1. Overview

Resilience4j is a lightweight fault tolerance library that provides a variety of fault tolerance and stability patterns to a web application.

In this tutorial, we’ll learn how to use this library with a simple Spring Boot application.

2. Setup

In this section, we’ll focus on setting up critical aspects for our Spring Boot project.

2.1. Maven Dependencies

First, we’ll need to add the spring-boot-starter-web dependency to bootstrap a simple web application:

<dependency>
    <groupId>org.springframework.boot</groupId>
    <artifactId>spring-boot-starter-web</artifactId>
</dependency>

Next, we’ll need the resilience4j-spring-boot2 and spring-boot-starter-aop dependencies in order to use the features from the Resilience-4j library using annotations in our Spring Boot application:

<dependency>
    <groupId>io.github.resilience4j</groupId>
    <artifactId>resilience4j-spring-boot2</artifactId>
</dependency>

<dependency>
    <groupId>org.springframework.boot</groupId>
    <artifactId>spring-boot-starter-aop</artifactId>
</dependency>

Additionally, we’ll also need to add the spring-boot-starter-actuator dependency to monitor the application’s current state through a set of exposed endpoints:

<dependency>
    <groupId>org.springframework.boot</groupId> 
    <artifactId>spring-boot-starter-actuator</artifactId>
</dependency>

Finally, we’ll add the wiremock-jre8 dependency, as it’ll help us in testing our REST APIs using a mock HTTP server:

<dependency>
    <groupId>com.github.tomakehurst</groupId>
    <artifactId>wiremock-jre8</artifactId>
    <scope>test</scope>
</dependency>

2.2. RestController and External API Caller

While using different features of the Resilience4j library, our web application needs to interact with an external API. So let’s go ahead and add a bean for the RestTemplate that will help us make API calls:

@Bean
public RestTemplate restTemplate() {
    return new RestTemplateBuilder().rootUri("http://localhost:9090")
      .build();
}

Then we’ll define the ExternalAPICaller class as a Component, and use the restTemplate bean as a member:

@Component
public class ExternalAPICaller {
    private final RestTemplate restTemplate;

    @Autowired
    public ExternalAPICaller(RestTemplate restTemplate) {
        this.restTemplate = restTemplate;
    }
}

Next, we’ll define the ResilientAppController class that exposes REST API endpoints, and internally uses the ExternalAPICaller bean to call external API:

@RestController
@RequestMapping("/api/")
public class ResilientAppController {
    private final ExternalAPICaller externalAPICaller;
}

2.3. Actuator Endpoints

We can expose health endpoints via the Spring Boot actuator to know the exact state of the application at any given time.
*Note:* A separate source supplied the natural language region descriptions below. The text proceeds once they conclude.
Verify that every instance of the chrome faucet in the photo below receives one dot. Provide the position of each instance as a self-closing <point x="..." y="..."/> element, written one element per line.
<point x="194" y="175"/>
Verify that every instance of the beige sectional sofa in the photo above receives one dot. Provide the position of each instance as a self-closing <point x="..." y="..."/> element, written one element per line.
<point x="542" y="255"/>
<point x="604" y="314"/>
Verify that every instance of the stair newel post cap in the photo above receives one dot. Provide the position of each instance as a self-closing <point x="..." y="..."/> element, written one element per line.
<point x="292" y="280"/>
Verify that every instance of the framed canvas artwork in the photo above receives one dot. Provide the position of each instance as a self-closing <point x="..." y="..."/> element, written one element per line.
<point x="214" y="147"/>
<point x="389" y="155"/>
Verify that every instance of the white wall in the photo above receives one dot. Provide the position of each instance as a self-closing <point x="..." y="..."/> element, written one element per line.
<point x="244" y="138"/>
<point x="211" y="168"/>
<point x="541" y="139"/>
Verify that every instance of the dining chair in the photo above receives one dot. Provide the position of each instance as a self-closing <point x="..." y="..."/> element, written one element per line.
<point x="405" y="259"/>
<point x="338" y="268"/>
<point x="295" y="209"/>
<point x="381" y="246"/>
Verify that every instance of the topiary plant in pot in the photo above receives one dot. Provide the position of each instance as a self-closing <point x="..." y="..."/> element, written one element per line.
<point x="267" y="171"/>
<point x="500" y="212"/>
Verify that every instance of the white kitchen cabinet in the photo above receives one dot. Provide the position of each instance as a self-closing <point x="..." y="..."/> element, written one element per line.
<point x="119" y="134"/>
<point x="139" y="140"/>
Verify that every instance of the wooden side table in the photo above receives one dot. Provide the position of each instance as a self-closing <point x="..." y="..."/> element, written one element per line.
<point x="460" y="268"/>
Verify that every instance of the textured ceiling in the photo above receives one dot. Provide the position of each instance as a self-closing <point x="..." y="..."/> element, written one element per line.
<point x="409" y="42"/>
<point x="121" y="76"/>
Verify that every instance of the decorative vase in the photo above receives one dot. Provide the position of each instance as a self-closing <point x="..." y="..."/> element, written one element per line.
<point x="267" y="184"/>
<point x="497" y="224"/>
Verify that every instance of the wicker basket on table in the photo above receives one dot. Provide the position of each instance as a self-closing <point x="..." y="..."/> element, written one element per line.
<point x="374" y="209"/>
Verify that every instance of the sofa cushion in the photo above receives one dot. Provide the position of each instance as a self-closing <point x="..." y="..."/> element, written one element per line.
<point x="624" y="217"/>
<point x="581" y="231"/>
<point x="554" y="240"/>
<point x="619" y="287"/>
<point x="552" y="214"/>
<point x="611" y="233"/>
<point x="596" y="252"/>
So let’s add the configuration to the application.properties file, and enable the endpoints:

management.endpoints.web.exposure.include=*
management.endpoint.health.show-details=always

management.health.circuitbreakers.enabled=true
management.health.ratelimiters.enabled=true

Additionally, as and when we need, we’ll add feature-specific configuration in the same application.properties file.

2.4. Unit Test

Our web application will call an external service in a real-world scenario. However, we can simulate the existence of such a running service by starting an external service using the WireMockExtension class.
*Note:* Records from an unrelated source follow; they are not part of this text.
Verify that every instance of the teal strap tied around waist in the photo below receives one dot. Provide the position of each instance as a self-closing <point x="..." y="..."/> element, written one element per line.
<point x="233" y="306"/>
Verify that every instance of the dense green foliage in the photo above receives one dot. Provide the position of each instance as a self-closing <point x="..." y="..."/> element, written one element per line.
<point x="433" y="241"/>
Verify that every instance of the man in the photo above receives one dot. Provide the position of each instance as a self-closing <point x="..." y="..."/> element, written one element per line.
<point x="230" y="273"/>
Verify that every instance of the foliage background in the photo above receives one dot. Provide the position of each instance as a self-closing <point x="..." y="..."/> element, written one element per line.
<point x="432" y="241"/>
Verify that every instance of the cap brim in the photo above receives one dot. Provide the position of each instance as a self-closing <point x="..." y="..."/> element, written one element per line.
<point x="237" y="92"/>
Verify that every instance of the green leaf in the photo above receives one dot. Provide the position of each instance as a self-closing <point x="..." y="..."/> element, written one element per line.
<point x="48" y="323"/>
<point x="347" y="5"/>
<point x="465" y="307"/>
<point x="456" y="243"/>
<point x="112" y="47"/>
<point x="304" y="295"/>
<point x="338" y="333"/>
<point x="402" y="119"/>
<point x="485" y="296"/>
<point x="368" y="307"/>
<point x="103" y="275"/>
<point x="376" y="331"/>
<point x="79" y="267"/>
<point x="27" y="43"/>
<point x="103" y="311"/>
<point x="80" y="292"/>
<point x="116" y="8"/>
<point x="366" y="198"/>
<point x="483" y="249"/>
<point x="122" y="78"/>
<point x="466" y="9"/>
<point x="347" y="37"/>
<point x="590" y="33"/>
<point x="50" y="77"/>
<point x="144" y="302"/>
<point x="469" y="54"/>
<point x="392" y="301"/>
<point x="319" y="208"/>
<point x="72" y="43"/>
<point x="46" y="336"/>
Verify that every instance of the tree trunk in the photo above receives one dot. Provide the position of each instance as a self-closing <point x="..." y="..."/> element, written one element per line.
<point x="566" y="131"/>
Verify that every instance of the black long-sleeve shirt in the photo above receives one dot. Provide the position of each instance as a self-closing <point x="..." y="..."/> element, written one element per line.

So let’s define EXTERNAL_SERVICE as a static member in the ResilientAppControllerUnitTest class:

@SpringBootTest(webEnvironment = SpringBootTest.WebEnvironment.RANDOM_PORT)
class ResilientAppControllerUnitTest {

    @RegisterExtension
    static WireMockExtension EXTERNAL_SERVICE = WireMockExtension.newInstance()
      .options(WireMockConfiguration.wireMockConfig()
      .port(9090))
      .build();

Then we’ll add an instance of TestRestTemplate to call the APIs:

@Autowired
private TestRestTemplate restTemplate;

2.5. Exception Handler

The Resilience4j library will protect the service resources by throwing an exception depending on the fault tolerance pattern in context. However, these exceptions should translate to an HTTP response with a meaningful status code for the client.
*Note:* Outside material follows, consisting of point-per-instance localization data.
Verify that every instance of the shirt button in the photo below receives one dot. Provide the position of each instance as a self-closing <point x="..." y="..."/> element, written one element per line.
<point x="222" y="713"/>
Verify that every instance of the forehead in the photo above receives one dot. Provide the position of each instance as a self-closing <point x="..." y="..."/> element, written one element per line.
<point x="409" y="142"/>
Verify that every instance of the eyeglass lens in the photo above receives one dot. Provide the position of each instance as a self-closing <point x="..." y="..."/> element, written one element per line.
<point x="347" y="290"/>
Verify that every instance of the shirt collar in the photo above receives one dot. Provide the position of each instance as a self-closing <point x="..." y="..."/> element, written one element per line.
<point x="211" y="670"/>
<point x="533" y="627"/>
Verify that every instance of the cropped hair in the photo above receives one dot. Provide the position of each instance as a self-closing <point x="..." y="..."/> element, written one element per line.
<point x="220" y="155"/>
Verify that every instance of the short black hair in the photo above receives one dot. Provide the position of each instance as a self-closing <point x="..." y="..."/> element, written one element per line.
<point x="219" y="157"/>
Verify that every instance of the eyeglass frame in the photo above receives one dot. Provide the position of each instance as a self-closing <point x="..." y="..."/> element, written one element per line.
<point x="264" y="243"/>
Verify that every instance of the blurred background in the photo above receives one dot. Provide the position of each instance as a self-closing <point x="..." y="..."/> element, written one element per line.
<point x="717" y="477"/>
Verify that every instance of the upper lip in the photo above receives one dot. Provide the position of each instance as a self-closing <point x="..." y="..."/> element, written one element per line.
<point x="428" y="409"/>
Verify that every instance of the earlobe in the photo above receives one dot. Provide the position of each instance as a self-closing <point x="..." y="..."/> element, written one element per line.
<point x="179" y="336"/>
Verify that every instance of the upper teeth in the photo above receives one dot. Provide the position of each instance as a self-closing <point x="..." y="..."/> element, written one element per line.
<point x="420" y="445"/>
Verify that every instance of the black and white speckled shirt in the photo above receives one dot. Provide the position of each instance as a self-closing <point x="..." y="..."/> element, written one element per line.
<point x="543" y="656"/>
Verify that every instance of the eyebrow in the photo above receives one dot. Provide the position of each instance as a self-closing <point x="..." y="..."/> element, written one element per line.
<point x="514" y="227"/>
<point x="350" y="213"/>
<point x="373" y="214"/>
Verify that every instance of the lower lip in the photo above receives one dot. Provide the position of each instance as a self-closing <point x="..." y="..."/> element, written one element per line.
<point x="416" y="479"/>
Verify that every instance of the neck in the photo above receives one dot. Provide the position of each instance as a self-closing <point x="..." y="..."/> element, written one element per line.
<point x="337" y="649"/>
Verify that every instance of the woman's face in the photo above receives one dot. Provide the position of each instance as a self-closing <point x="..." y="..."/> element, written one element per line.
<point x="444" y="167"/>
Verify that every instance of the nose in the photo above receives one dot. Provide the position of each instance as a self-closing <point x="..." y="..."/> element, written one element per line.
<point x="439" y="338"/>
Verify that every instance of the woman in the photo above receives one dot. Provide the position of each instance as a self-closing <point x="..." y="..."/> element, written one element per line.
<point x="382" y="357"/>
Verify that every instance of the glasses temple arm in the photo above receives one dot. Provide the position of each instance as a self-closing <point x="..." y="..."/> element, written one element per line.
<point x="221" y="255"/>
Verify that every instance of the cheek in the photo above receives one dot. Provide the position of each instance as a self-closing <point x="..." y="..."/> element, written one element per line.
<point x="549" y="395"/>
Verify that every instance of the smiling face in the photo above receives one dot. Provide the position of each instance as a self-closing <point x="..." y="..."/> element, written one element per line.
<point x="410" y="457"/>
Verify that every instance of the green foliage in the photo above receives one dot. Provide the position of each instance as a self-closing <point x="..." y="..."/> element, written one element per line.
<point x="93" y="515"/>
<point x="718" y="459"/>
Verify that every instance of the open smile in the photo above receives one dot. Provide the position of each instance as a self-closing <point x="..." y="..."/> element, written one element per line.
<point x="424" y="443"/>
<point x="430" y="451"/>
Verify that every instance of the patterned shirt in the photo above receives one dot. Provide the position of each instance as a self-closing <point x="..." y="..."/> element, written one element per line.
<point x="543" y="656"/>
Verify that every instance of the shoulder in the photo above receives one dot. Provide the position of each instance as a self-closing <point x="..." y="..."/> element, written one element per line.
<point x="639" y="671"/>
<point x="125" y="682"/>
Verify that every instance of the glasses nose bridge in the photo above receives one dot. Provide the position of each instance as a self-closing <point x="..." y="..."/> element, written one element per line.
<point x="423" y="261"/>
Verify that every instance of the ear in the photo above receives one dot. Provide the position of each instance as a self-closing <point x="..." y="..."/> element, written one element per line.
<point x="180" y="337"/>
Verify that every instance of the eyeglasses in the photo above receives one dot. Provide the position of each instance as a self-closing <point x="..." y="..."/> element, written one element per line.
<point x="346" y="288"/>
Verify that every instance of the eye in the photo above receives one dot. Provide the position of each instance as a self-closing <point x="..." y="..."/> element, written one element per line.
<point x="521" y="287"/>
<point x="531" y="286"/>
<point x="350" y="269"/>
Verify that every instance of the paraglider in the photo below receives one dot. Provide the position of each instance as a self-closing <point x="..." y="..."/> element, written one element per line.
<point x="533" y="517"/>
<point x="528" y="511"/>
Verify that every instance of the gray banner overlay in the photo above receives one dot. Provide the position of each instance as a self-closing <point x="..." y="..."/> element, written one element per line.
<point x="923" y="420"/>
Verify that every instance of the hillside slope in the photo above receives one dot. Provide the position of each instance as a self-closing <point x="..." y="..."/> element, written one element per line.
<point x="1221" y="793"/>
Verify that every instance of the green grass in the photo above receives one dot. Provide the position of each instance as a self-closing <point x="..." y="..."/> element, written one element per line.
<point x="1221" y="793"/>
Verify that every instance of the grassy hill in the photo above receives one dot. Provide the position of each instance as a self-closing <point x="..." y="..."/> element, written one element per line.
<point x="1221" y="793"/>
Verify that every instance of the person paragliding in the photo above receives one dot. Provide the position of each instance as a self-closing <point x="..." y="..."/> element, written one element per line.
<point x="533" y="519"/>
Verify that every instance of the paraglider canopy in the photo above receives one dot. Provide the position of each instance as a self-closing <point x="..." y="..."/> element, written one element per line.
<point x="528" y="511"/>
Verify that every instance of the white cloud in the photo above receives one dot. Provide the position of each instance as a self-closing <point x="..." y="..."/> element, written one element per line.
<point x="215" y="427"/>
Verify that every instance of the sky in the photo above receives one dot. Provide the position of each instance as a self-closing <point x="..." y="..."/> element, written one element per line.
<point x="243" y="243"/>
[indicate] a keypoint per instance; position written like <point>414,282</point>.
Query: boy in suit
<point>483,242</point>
As such, we’ll define the ApiExceptionHandler class to hold handlers for different exceptions:

@ControllerAdvice
public class ApiExceptionHandler {
}

We’ll add handlers in this class as we explore different fault tolerance patterns.

3. Circuit Breaker

The circuit breaker pattern protects a downstream service by restricting the upstream service from calling the downstream service during a partial or complete downtime.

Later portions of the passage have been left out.